Eu vi que o céu me atrai bem mais o que o chão, mas é tão cruel contemplar sozinho a imensidão.

(O Resto É Nada Mais Fresno)


Eu resolvo sair de casa. Tenho uma ideia.

Quando Sarah pergunta, desconfiada, digo que estou indo dar uma volta. Ela me observa enquanto ando pela calçada, posso sentir seus olhos em mim.

Pego meu ônibus de sempre, sabendo exatamente onde vou descer. Na praia, é claro.

Minha mente foge para Alissa de vez em quando, mas eu a afasto para longe. Penso que fui rude, mas não tenho certeza. Se fui, não tive a intenção. Estava distraído, imerso em pensamentos, pensando na minha própria existência. Não queria ser interrompido, não queria ser atrapalhado, trazido para o mundo real. Às vezes é mais fácil ficar apenas no mundo das ideias.

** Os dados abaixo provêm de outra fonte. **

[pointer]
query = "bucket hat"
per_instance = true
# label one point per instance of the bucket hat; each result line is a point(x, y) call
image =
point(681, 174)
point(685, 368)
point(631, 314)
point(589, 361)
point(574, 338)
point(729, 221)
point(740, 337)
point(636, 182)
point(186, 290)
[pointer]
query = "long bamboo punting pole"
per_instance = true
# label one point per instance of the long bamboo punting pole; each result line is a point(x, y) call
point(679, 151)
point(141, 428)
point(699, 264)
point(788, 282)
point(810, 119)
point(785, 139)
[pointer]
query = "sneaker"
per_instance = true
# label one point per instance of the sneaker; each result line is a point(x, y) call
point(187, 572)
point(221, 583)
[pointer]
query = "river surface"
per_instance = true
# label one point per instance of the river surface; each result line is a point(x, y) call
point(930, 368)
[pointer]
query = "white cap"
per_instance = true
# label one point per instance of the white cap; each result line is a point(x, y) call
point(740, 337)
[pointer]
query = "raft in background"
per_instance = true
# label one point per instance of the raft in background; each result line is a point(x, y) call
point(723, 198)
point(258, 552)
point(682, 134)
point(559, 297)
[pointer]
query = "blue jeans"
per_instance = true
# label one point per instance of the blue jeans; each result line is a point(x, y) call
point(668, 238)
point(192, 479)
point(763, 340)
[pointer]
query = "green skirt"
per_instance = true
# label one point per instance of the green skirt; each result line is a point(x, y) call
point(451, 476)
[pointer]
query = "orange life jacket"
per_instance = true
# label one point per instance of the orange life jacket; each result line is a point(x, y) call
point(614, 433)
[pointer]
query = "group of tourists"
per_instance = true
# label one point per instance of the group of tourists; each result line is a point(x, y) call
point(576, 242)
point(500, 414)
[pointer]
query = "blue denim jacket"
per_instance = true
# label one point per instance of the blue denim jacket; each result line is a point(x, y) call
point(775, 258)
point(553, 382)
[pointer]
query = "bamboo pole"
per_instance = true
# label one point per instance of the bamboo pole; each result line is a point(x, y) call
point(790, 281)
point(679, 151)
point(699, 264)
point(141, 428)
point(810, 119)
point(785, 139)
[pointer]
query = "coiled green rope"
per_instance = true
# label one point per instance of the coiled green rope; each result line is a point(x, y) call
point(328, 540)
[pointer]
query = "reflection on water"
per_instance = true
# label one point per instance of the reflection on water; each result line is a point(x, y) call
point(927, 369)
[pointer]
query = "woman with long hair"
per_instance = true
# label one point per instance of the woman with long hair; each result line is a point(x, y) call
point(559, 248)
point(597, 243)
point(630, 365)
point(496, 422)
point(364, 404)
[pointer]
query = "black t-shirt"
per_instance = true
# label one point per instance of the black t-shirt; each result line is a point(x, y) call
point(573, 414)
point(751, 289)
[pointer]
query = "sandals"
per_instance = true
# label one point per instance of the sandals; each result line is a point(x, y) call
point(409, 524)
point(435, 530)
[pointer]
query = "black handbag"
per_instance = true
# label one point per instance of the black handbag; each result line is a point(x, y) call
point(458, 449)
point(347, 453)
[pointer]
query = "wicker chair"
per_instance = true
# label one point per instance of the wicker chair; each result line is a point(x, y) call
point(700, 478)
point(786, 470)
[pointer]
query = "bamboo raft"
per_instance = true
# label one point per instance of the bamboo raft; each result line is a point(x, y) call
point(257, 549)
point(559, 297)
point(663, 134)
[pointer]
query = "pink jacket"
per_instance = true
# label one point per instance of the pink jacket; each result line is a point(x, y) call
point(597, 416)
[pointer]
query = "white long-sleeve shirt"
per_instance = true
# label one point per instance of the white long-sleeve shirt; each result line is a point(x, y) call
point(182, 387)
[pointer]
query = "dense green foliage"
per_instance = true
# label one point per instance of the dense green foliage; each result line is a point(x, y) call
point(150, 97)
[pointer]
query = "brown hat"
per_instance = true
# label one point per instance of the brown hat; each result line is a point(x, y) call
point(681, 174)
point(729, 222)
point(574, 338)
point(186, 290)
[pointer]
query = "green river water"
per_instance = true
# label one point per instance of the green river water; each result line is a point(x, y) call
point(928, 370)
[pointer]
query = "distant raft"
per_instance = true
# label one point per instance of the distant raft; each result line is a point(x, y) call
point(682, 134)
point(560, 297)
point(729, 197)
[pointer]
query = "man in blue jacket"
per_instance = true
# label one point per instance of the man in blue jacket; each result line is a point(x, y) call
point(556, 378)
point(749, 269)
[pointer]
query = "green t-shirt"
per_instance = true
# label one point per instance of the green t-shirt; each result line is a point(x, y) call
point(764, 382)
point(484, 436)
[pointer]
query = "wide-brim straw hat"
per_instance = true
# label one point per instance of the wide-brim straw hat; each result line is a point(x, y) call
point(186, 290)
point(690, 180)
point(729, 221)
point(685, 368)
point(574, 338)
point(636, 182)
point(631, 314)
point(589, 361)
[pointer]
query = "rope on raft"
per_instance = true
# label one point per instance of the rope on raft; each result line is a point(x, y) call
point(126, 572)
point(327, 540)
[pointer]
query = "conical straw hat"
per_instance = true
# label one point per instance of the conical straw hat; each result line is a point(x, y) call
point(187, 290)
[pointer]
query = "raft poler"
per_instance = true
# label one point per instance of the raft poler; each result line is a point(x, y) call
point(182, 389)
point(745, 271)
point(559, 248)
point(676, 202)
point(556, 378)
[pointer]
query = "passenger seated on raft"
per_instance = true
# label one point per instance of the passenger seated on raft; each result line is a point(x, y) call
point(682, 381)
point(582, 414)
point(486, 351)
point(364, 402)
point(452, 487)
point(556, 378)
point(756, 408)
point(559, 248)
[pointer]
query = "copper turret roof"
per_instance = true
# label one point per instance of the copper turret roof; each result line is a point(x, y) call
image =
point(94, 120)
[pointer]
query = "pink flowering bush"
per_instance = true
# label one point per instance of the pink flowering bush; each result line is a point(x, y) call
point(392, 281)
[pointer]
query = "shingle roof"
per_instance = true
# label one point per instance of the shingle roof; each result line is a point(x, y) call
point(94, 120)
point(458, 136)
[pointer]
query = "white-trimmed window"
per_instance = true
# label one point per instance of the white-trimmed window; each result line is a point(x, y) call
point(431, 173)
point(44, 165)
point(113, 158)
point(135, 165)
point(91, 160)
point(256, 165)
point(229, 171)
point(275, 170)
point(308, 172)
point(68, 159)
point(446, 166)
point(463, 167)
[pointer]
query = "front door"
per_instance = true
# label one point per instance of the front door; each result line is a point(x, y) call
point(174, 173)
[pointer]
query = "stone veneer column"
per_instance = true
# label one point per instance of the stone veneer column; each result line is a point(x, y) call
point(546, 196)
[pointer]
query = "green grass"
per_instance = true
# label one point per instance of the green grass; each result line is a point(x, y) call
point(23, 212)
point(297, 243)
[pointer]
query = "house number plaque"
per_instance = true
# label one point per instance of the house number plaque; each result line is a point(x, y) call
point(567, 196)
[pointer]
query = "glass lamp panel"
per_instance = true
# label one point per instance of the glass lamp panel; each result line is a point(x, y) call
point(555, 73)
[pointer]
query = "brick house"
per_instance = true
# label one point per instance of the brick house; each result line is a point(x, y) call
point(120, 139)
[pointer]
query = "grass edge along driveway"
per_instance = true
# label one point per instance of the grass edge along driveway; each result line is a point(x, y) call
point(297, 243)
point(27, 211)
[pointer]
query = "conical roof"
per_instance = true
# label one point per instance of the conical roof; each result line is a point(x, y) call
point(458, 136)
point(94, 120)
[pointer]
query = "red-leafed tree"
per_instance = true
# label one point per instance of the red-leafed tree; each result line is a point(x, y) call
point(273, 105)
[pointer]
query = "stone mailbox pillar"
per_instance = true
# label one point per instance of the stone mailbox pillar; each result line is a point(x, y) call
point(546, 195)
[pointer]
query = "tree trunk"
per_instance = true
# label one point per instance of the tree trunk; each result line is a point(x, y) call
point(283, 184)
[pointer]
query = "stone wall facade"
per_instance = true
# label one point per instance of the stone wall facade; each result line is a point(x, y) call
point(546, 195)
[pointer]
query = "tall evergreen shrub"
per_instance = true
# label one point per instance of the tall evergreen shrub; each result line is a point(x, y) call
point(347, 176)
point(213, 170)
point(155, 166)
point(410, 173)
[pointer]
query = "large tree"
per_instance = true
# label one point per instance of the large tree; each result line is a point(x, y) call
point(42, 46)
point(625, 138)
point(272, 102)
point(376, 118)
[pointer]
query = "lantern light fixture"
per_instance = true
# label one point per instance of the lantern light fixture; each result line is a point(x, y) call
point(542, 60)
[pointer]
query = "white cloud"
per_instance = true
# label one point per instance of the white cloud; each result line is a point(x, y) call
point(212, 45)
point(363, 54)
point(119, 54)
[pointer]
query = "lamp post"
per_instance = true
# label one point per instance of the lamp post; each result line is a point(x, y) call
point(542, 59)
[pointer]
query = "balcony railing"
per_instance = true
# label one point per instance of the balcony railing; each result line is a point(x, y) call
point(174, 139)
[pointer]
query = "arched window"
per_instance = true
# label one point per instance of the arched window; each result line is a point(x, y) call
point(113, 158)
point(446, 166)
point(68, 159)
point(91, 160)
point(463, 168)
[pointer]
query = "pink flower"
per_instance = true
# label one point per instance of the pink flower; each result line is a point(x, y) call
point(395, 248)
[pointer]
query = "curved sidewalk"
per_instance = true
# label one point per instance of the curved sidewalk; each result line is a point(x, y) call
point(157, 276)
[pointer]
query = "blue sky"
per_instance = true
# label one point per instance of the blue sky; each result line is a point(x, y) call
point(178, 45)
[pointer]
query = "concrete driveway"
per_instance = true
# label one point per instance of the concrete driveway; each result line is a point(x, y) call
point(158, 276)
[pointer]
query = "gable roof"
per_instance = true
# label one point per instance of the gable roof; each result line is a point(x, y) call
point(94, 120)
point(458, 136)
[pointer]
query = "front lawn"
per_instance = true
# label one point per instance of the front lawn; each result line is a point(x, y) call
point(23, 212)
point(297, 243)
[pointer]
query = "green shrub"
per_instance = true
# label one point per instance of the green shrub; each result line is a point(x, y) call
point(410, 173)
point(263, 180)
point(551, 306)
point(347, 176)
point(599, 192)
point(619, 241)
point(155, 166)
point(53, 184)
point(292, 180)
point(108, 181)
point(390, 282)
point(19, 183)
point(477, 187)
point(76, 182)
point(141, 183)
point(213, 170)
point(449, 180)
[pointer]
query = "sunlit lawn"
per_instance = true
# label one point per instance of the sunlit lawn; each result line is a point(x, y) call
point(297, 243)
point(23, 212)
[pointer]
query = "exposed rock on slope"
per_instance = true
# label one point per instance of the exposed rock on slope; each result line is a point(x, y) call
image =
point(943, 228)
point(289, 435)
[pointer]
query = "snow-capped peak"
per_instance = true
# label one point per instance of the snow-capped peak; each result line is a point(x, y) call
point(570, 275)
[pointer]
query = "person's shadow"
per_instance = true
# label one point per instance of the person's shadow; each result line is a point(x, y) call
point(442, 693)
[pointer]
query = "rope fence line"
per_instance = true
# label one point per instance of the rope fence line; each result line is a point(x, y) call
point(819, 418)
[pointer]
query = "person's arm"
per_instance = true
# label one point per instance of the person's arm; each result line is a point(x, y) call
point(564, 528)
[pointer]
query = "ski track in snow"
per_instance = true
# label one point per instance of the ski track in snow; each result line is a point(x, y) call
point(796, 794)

Estou um pouco triste por precisar pegar ônibus, pois preferia andar a pé. Sento no lado da janela, observando as pessoas lá fora. Imagino quantas delas são realmente felizes, quantos problemas não devem atormentá-las. Imagino o ônibus perdendo o controle num viaduto que faz uma curva e vejo o automóvel caindo, comigo dentro, em cima de outras pessoas. Olho para o interior do ônibus, contando as poucas pessoas. Oito, além de mim mesmo. Oito diferentes histórias que poderiam acabar ali mesmo numa fração de segundos. Uma tragédia qualquer, que destruiria sonhos e vidas. Quão frágil é a vida.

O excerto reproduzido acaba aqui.